There is no authority or sponsor that can bulk buy Nodes’ validations. The system just isn’t designed for that. This situation means that every actor interested in validating their transaction is supposed to “pay for the ride”.
There’s also an incentivization Consensus in the blockchain, so that nodes can’t do whatever they please and try to manipulate the ledger, putting the system’s stability at risk. This consensus is a form of coded agreement between participants on how the Nodes prove that they’re interested in the system’s stability. To be eligible for nodes, interested parties also have to make an investment, proving their long-term interest in the stability of the system.
There are two primary forms of such incentivization for this, and they’re dependent on the type of Consensus.
This is a consensus where participants agree, that those who put in the computing work, creating new blocks, and whoever manages to do it faster, are rewarded with a cryptocurrency of the blockchain. Thus, the creator of new blocks proves his interest in the stability of the system. This is the model that we’ve used to illustrate nodes in our previous example .
This type of consensus usually means fiat investments. Particularly, investment into the hardware, that would allow faster mining.
These are the fastest nodes.
This is a consensus, where participants agree, that proving your interest in the stability of the system is based on you freezing and holding a share of the assets, giving up your opportunity to sell them. This works as proof, that the further expansion of the network is more important to the holder as momentary gain. And these holders would get a reward for each validated transaction. And any attempt to manipulate the ledger and scam the system results in nodes losing their investments.
PoW and PoS both have skin in the game – that’s the idea of running nodes. The main difference between this incentivization is that Nodes of PoW chains are assets in the real world, while PoS – an asset in crypto world.
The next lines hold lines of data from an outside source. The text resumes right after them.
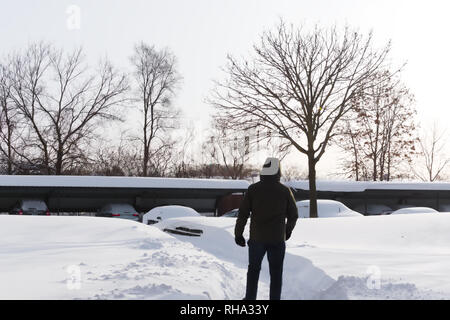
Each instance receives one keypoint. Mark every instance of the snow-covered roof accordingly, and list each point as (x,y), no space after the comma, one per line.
(361,186)
(120,182)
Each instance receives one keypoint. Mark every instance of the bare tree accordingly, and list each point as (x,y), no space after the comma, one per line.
(63,102)
(298,85)
(156,80)
(432,157)
(378,135)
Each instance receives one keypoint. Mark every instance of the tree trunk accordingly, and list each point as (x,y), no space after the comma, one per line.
(312,186)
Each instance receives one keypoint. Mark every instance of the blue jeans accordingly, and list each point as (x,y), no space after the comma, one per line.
(275,256)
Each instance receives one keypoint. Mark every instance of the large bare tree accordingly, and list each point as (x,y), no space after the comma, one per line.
(63,101)
(432,158)
(156,79)
(298,85)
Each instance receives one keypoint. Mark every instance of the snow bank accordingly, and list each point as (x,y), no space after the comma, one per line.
(120,182)
(166,212)
(360,186)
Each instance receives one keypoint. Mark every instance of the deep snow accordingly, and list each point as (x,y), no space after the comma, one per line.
(386,257)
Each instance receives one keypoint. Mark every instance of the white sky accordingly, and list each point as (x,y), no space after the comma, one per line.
(202,32)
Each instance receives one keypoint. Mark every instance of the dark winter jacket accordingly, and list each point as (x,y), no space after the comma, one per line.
(270,204)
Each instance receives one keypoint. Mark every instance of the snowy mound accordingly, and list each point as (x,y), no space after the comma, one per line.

Hardware, incentivized for PoW can actually be sold in case of the system failure or depreciation. Frozen assets of PoS Nodes, on the other hand, are frozen for good, so the failure of a PoS system presents a much bigger risk for Nodes, just like any malicious act from those Nodes.
Consensus keeps the nodes in agreement with each other and users and keeps the nodes interested not only in stability, but in further development of the network (so that their assets grow in value), and keep the whole network offloaded, and transactions – fast and easy.
In other words, the nodes have a lot to lose in case of a system failure and a lot to gain in case of its prosperity.
But there have to be a lot of these nodes for an effective decentralized operation. And those nodes require a lot of money in fees to stay interested, thus making the decentralization more and more expensive. In some cases, the usage of the system is getting too expensive for smaller transactions to stay profitable and make sense. In this case, the effectiveness and swiftness of the transactions (and their high fees) begin to threaten users’ interest in such a blockchain. And that’s not a good place to be.
Decentralization turned out to be really expensive. And by design there are no ways to delegate fees to authorities or bulk buy them. Paying for Nodes validating transactions will always remain on users’ side.
The fees are subject to volatility. Due to the number of blockchain actors, the fees are only getting higher as the demand for validation rises.